Rob St. Amant

Rob St. Amant
Birthday
December 31
Bio
My roots are in San Francisco and later Baltimore, where I went to high school and college. I stayed on the move, living for a while in Texas, several years in a small town in Germany, and then several more in Massachusetts, working on a Ph.D. in computer science. I'm now a professor at North Carolina State University, in Raleigh. My book, Computing for Ordinary Mortals, will appear this fall from Oxford University Press. http://goo.gl/hQBHy

MY RECENT POSTS

Editor’s Pick
MAY 23, 2012 8:35AM

I'll bet you like ice cream.

Rate: 14 Flag


Do you like ice cream? I'll predict that if you care enough to mention ice cream via Twitter, you're probably in favor of it, even moderately enthusiastic.

Am I just guessing? Not entirely. I used a visualization system developed by my colleague Chris Healey to produce the result at the top of this post. When I typed in "ice cream", the system retrieved a few hundred recent tweets containing that term and generated a visualization of their emotional content, or sentiment. Try it yourself, with your own keywords, on Chris's tweet viz Web page.

The visualization integrates a lot of information (details here), but I'll concentrate on the basics: roughly speaking, the green circles are for tweets that express "positive" sentiment, and the blue circles are for tweets expressing "negative" sentiment. Sentiment is inferred from the words in the tweet. For example, "ice cream and good sex!" (the text of an actual tweet, with relevant words in bold) contains "good" and "sex". Very nice. But how could ice cream be bad? Well, some people who eat ice cream when they're feeling down might tweet about it.
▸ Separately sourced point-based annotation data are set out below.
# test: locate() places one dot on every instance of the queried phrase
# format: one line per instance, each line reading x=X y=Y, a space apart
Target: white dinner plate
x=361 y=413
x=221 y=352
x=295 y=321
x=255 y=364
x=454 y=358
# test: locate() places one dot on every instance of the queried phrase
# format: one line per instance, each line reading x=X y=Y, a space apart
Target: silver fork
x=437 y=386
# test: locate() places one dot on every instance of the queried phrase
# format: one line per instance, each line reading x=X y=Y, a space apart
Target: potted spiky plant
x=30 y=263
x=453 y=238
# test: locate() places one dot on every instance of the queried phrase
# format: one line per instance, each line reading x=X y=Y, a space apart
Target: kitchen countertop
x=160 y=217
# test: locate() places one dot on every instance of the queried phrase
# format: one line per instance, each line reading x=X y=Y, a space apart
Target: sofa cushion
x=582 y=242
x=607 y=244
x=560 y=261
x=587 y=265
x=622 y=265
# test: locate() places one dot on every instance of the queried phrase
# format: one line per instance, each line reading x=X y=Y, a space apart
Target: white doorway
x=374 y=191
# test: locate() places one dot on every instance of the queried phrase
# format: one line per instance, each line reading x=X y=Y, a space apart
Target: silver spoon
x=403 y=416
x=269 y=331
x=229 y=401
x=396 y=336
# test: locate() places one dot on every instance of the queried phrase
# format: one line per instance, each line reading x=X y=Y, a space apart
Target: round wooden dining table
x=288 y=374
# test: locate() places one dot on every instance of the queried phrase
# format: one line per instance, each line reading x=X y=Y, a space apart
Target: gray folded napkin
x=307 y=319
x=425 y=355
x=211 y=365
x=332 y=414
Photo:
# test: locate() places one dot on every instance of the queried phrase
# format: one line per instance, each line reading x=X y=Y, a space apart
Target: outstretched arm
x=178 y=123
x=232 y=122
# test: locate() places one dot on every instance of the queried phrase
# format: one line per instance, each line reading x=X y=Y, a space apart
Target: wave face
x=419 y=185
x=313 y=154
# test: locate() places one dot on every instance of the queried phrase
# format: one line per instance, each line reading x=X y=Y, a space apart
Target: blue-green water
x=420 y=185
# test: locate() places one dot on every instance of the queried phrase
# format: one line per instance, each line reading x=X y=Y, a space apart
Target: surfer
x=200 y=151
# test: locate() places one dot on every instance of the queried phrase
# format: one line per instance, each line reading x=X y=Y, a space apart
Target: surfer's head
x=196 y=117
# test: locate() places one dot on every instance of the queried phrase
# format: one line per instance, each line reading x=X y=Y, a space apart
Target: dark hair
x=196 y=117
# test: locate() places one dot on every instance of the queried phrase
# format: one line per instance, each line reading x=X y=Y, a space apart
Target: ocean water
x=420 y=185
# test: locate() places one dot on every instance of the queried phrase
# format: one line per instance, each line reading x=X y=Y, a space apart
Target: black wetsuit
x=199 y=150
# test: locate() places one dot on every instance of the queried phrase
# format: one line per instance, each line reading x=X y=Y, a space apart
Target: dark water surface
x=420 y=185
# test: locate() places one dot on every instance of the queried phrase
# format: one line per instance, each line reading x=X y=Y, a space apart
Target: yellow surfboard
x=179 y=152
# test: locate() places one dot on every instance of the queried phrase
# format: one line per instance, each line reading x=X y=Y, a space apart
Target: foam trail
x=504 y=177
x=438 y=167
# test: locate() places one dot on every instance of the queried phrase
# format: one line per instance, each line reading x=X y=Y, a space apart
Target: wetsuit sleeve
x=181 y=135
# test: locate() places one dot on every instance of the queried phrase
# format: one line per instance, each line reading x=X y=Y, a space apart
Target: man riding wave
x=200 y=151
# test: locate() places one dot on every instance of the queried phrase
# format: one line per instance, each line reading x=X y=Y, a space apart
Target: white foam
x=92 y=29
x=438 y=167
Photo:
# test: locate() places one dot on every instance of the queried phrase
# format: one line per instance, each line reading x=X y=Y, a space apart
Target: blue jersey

And one tweet says it's "dangerous even in an ice cream shop! Robbery yesterday..."

We'll need a bit of theory to understand how the circles are laid out. James Russell, a psychologist at Boston College, has proposed a conceptual framework for understanding emotion [PDF]. (There have been many attempts to formalize what we know about emotion.) In Russell's framework, one important factor is valence, which ranges from unpleasant to pleasant. (This is actually what I meant by "negative" and "positive" above.) The horizontal placement of a circle is an indication of the unpleasantness or pleasantness expressed in a tweet. And the vertical placement? That's another factor in Russell's framework: arousal, which ranges from being nearly comatose to being very, very excited. So the circles toward the top are excited, with happy tweets on the right and stressed-out tweets on the left, and at the bottom they're kind of... meh. We don't see a lot of the latter; tweeting takes some effort, after all.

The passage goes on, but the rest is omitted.